I just started to learn time series (about time after avoiding it for very long).
I read through some short summaries and jumped straight to see if one can model time series using supervised learning, turns out there's 2 ways.
The way I want to ask is based on the famous Kaggle notebook on XGboost for Time Series. The notebook is clear and one see that he transformed (decomposed) each datetime record to its week, day, month etc to somewhat capture trends/seasonal.
A short pseudo code is below:
def create_features(df, label=None):
"""
Creates time series features from datetime index
"""
df['date'] = df.index
df['hour'] = df['date'].dt.hour
...
X = df[['hour','dayofweek','quarter','month','year',
'dayofyear','dayofmonth','weekofyear']]
return ...
Now I tried it myself on a dataset, works fine and predictions made on Unseen Test Set is decent. I thought it's all good and tried to make more features, especially features like rolling mean
, rolling median
over past timeperiods and soon I ran into a big issue. During training and validation, we have the target values and hence these rolling
or lag
features can be found. But on unseen test set, there should be no target for us to model…how then should we go about forecasting, say 3 days ahead? Note that I did not notice this because the initial features are agnostic of target, as long as we have a datetime, we can create these features.

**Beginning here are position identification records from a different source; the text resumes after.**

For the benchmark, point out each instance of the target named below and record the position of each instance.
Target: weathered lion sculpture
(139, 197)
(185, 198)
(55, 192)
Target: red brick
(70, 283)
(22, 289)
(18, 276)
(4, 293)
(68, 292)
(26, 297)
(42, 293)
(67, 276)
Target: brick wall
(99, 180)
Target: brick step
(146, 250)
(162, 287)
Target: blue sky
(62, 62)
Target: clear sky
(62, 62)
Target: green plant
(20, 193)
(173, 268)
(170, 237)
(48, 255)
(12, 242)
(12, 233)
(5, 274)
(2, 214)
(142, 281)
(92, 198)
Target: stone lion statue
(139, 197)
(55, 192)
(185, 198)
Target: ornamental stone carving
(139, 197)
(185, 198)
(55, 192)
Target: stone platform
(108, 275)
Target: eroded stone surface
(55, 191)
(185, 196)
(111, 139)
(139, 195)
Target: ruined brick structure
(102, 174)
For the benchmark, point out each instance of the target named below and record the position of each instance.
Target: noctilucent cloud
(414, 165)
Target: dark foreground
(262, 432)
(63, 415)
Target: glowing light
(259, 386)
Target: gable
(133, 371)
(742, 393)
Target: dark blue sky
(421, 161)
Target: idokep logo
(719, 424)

I hope someone can guide me to some good tutorials on this. I read the de-facto tutorials here but he is using the other way to model time series as supervised.
Best Answer
The rolling mean or lagged target values will always belong to past. If you plan to predict $t+k$ from up to day $t$ features, the rolling mean, however long it is, should contain the mean of the target values until day $t$.
At any arbitrary time $t$ in the test set, you can assume you have the data available until (and including) day $t-k$; even if day $t-k$ is in the test set. You should preprocess your test set accordingly.